W, W, W, We Want W!

 

Reading to Learn

Sarah Lynn Cowart

Rationale: Reading comprehension is key when students are reading. In order for them to understand what they are reading they must comprehend. There are various ways to teach comprehension to children. Through this lesson I will help students learn to comprehend by asking themselves the 5 W’s, what, who, where, when, and why. 

Materials: multiple copies of Charlotte’s Web By E. B. White, W worksheet, paper, pencils

Procedures:
1. I would like for someone to tell me what a question is. Everyday we use questions to gain information about things that we encounter.  Today we are going to talk about some questions that we can ask ourselves while we are reading. Having the right questions to ask will help you understand what you are reading.  When you listen to someone else read, it is sometimes easier to comprehend than when you are reading the text silently. There are five questions that I want you to remember when reading these are the W questions. What, When, Who, Where and Why are the questions when need to permanently put in our brains.

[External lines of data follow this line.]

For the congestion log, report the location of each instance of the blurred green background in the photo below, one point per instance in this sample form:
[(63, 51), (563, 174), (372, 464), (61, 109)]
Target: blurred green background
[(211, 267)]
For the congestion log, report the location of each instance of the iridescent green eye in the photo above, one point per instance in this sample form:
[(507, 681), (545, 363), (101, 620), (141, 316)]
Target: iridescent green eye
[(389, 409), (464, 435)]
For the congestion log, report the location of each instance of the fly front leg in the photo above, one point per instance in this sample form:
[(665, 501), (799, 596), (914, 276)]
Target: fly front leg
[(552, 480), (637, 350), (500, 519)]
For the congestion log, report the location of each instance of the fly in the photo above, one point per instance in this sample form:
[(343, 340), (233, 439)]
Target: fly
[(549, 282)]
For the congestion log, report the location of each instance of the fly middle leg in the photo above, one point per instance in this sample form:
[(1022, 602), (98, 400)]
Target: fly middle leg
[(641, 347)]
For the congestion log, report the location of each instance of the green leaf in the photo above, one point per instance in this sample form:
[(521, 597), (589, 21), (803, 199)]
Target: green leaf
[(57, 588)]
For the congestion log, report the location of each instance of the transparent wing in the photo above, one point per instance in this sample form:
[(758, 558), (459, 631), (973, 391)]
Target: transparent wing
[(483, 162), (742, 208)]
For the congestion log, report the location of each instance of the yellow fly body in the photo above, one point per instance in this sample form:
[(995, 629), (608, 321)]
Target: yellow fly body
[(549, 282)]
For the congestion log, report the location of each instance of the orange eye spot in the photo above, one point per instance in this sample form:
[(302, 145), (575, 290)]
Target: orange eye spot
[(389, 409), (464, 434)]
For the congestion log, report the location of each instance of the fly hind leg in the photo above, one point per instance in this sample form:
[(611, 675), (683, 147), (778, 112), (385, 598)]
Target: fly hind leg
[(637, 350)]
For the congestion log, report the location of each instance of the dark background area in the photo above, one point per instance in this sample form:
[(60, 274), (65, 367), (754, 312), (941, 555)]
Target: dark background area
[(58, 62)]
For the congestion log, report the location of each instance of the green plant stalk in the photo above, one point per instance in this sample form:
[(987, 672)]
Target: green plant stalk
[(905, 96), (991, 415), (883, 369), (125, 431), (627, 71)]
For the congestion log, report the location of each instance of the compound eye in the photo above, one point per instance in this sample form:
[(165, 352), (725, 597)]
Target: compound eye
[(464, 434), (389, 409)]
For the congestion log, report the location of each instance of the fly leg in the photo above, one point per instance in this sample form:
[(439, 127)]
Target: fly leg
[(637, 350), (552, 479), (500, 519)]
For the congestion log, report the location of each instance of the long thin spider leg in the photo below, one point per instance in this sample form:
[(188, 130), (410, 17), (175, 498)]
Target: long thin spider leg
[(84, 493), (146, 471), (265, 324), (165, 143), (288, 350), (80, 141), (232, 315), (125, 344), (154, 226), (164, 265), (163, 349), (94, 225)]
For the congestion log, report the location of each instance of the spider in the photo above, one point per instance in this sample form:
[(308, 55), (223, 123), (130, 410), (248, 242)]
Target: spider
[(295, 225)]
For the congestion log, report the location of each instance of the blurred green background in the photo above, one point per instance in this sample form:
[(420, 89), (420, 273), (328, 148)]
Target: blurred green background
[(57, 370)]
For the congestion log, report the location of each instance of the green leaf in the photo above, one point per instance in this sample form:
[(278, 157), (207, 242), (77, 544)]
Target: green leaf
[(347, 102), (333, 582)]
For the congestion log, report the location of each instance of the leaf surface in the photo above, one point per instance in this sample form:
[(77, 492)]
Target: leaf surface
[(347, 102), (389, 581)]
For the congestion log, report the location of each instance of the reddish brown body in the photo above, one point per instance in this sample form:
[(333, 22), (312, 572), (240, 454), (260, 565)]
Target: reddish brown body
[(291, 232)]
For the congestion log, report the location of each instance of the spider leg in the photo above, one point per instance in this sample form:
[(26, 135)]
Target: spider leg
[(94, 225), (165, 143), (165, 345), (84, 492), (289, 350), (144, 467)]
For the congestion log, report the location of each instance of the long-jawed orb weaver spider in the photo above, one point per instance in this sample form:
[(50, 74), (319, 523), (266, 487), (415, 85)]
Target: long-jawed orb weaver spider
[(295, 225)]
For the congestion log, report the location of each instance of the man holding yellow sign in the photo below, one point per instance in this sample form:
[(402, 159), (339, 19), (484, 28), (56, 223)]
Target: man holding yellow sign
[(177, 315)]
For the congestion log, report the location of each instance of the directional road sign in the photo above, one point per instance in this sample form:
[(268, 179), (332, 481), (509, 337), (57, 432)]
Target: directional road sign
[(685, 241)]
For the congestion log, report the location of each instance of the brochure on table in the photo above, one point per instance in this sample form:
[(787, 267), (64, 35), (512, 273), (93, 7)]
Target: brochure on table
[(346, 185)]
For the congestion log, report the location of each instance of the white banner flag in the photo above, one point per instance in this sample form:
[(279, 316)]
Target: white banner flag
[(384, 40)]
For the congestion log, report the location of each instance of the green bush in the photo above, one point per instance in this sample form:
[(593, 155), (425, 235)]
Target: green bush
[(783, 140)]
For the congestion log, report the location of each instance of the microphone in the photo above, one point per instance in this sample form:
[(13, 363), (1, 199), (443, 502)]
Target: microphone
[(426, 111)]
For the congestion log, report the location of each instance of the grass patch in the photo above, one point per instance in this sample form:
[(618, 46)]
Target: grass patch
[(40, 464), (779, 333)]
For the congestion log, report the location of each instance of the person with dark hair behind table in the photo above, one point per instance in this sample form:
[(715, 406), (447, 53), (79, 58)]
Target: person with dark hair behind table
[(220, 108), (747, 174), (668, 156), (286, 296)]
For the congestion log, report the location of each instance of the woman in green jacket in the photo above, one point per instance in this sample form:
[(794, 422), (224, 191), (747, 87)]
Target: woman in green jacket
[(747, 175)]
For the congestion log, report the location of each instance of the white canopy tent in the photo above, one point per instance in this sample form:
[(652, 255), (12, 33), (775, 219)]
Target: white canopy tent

2. I would like everyone to pull out his or her copy of Charlotte’s Web. Please turn to the first page. Please read the first two pages silently.  Who can remember what all they read? Let me show you a way to help you remember what you read. When you read you should ask yourself questions about the text, to better understand it. There are five basic questions to remember when reading: who- was in the story the main characters, what- was the story about main idea, where- did the story take place, why- did something happen, when- did it happen? Just remember who, what, where, when, and why.

3. I am now going to read the next few pages aloud to the class. As I read I want you to ask yourself the five W’s. After I finish reading we will discuss what was read. Discuss with the text with the class the text. Ask the students questions about the five W's.

4. I will ask the class to read the next chapter by themselves. I will give each student a worksheet that has blanks for who, what, where, when, and why. Ask the students to answer the five W's after they have read.

5. For assessment I will ask the student to select a book from the classroom library, which is on their reading level. Give the students another W's worksheet. When you are finished reading fill out the worksheet and turn it in.